NIST 800-171 PRE-ASSESSMENT QUIZ

Government Contract Clauses for Cybersecurity

1. Have you implemented a security program that aligns with and fulfills all the cybersecurity responsibilities outlined in your DD254 and/or the Statement of Work section of your government contract?

Security Policies

2. Do you have comprehensive cybersecurity policies in place, and do you regularly review and update these policies to ensure they align with business practices, address emerging threats, and adhere to regulatory mandates?

Data Classification

3. Have you established a systematic process to identify, classify, mark, and track government-sensitive data within your organization?

Data Flow

4. Have you identified the systems in your environment (aka "Inventory Management") that handle government-sensitive data, including those involved in its storage, transmission, and processing (including Cloud Service Providers and Managed Service Providers)?

Access Control

5. Do you have a process to approve access to systems and data containing government-sensitive data restricted to authorized personnel?

6. Is there a regular review of user access privileges?

Awareness and Training

7. Have you implemented training programs to enhance the awareness and skills of personnel responsible for safeguarding government-sensitive data?

8. Have you established a regular frequency for conducting security awareness training and security role-specific training within your organization?

Audit and Accountability

9. Are you actively monitoring the system responsible for handling sensitive data for events that could signal a compromise or abnormal activity?

10. Have you instituted a process to investigate alerts generated by potential malicious events?

11. Are incidents promptly identified, analyzed, and reported?

12. Do you have systems in place for continuous monitoring of your network and information systems?

Configuration Management

13. Do you manage configurations for IT systems (such as standard and secure baselines, software whitelist/blacklist & ports/protocols/services) to ensure standardized and measurable performance?

14. Have you set up a procedure to monitor, assess, and approve modifications to systems involved in handling government-sensitive data?

15. Have you defined a regular frequency for monitoring and auditing these changes?

Identification and Authentication

16. Have you implemented measures to confirm and approve the identities of individuals accessing systems containing government-sensitive data?

17. Is multi-factor authentication (MFA) implemented for access to sensitive systems and data?

Incident Response

18. Do you have a well-defined incident response plan outlining procedures for responding to cybersecurity breaches?

19. Do you regularly test your incident response procedures, and do you integrate improvements based on the outcomes of these testing exercises?

Maintenance

20. Do you have processes in place to ensure regular maintenance of IT systems, addressing and patching security vulnerabilities?

21. Do you have mechanisms in place to monitor and maintain IT systems, to ensure continuous functionality?

Media Protection

22. Do you have policies and procedures governing the handling, storage, and transportation of physical media containing government-sensitive data?

23. Do you implement encryption of physical media to protect government-sensitive data?

Personnel Security

24. Have you implemented measures to vet, authorize, and approve employees, contractors, and vendors with access to government-sensitive data?

25. Have you established a frequency for reviewing and updating personnel access, ensuring that it aligns with the necessary security measures?

Physical Protection

26. Do you have protections in place for portable workstations, laptops, mobile devices, servers, and data storage areas to prevent theft or damage?

Risk Assessment

27. Do you frequently conduct risk assessments to evaluate potential risks to personnel, systems, and information?

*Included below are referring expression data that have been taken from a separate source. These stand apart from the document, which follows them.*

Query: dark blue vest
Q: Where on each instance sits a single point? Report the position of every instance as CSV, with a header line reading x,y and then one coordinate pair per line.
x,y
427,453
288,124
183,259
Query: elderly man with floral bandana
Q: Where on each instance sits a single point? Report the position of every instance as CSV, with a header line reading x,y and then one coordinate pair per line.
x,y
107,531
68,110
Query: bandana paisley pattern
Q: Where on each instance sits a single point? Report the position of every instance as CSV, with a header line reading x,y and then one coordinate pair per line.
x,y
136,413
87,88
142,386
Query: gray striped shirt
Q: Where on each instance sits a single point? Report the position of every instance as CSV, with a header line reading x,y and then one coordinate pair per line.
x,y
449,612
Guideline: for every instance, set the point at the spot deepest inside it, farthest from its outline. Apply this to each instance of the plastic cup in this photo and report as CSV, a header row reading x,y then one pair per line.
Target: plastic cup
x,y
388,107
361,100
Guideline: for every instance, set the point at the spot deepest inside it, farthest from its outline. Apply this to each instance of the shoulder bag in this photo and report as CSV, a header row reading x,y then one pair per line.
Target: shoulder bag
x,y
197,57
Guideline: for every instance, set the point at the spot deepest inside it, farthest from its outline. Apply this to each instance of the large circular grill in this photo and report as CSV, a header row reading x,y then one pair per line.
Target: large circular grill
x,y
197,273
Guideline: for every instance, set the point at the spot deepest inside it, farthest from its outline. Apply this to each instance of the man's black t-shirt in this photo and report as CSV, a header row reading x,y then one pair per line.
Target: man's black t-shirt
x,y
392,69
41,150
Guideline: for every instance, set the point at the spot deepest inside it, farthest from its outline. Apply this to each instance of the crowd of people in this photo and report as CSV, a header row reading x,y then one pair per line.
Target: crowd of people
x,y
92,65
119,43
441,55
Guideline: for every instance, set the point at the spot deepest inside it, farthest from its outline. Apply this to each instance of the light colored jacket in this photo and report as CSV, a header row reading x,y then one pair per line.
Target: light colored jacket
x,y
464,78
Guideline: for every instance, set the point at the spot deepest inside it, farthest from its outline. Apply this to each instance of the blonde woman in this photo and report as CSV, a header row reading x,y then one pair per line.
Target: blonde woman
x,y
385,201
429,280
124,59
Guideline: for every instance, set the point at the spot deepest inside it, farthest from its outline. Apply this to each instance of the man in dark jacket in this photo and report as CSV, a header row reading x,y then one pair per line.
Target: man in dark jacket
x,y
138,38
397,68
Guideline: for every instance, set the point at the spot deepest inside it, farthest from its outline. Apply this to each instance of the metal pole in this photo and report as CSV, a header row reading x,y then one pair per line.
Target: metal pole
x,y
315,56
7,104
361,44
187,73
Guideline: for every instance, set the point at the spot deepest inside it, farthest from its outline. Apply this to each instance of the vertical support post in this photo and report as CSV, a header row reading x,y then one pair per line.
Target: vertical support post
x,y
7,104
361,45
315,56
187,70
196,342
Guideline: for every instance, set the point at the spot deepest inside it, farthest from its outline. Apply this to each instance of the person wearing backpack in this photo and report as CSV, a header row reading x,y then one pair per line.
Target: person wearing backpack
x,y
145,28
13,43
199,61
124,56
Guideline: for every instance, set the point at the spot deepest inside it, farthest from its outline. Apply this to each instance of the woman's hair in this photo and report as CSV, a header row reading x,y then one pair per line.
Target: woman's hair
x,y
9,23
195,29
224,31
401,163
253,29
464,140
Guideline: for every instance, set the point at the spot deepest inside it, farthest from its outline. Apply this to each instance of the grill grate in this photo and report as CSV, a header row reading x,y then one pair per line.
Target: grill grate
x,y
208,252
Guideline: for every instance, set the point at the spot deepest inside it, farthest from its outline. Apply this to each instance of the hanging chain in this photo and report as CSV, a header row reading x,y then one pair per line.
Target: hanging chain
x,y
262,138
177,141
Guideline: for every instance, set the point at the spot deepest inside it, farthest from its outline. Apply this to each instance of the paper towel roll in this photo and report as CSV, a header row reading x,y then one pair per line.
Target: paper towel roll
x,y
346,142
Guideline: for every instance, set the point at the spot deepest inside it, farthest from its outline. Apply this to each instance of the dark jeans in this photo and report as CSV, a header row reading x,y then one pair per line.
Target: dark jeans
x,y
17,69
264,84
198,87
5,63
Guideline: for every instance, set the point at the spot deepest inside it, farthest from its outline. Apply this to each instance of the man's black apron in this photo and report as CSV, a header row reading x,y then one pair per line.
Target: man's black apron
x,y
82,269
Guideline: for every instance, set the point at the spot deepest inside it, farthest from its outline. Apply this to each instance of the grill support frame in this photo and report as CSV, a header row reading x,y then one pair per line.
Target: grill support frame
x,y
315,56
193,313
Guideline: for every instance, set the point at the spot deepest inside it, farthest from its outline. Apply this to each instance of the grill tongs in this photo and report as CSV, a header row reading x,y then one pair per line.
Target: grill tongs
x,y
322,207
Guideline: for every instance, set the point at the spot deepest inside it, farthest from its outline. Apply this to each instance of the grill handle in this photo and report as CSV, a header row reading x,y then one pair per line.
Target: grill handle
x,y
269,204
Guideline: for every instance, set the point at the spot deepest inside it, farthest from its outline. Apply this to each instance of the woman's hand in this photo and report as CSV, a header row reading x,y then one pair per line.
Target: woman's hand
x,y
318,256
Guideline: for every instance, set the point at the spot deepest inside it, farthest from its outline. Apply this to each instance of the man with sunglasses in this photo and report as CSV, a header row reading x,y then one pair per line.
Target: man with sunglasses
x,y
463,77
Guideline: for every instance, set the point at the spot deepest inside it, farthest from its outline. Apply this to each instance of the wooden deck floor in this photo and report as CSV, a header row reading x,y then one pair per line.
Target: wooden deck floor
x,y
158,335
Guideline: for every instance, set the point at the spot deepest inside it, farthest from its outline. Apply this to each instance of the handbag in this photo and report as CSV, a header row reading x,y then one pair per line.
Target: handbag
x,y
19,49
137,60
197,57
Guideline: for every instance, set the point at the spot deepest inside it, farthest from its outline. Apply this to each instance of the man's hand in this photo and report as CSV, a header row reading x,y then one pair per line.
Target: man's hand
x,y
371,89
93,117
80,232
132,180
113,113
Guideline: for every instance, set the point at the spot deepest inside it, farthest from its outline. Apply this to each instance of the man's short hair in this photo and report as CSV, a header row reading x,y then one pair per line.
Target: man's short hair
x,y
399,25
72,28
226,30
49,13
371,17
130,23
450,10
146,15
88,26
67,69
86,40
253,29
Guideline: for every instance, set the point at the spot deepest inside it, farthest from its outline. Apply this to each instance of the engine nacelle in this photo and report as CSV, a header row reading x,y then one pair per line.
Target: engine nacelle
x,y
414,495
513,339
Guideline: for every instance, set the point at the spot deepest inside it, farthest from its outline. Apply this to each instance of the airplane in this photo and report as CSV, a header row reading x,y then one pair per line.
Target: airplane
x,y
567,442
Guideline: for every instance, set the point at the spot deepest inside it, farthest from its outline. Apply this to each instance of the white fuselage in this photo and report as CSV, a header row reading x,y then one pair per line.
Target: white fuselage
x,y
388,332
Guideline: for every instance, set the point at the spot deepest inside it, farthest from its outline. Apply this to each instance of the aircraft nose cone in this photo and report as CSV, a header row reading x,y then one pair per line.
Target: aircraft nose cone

28. Do you review controls for adequacy?

29. Do you record risk assessment results and the subsequent actions taken based on its findings?

Security Assessment

30. Do you conduct security assessments, encompassing both logical and physical security control measures, to verify their alignment with objectives?

31. Do you have processes in place to refine and update security control measures based on the outcomes of security assessments?

System and Communications Protection

32. Have you implemented network security measures to protect against unauthorized access and cyber threats?

33. Have you incorporated encryption to safeguard CUI during transmission and storage?

34. Do you have protocols for securely managing encryption keys?

35. Have you verified that the encryption modules employed for the transmission and storage of sensitive data adhere to FIPS 140-2 validated algorithms?

36. Have you implemented essential technical controls, such as firewalls, antivirus, and intrusion detection systems?

37. Are these controls regularly updated and monitored for effectiveness?

System and Information Integrity

38. Have you instituted mechanisms to guarantee the integrity of systems and the data they process, preventing both malicious and accidental alterations?

39. Do you have procedures in place for monitoring and maintaining the integrity of information systems and the data they handle?

Vendor Management

40. Do you evaluate and ensure that third-party vendors handling government-sensitive data meet security requirements?

Compliance Records

41. Do you maintain detailed records demonstrating compliance with cybersecurity regulations (such as System Security Plan, Diagrams, Training Records, other evidence artifacts)?

42. Can you readily produce documentation for audits or regulatory reviews?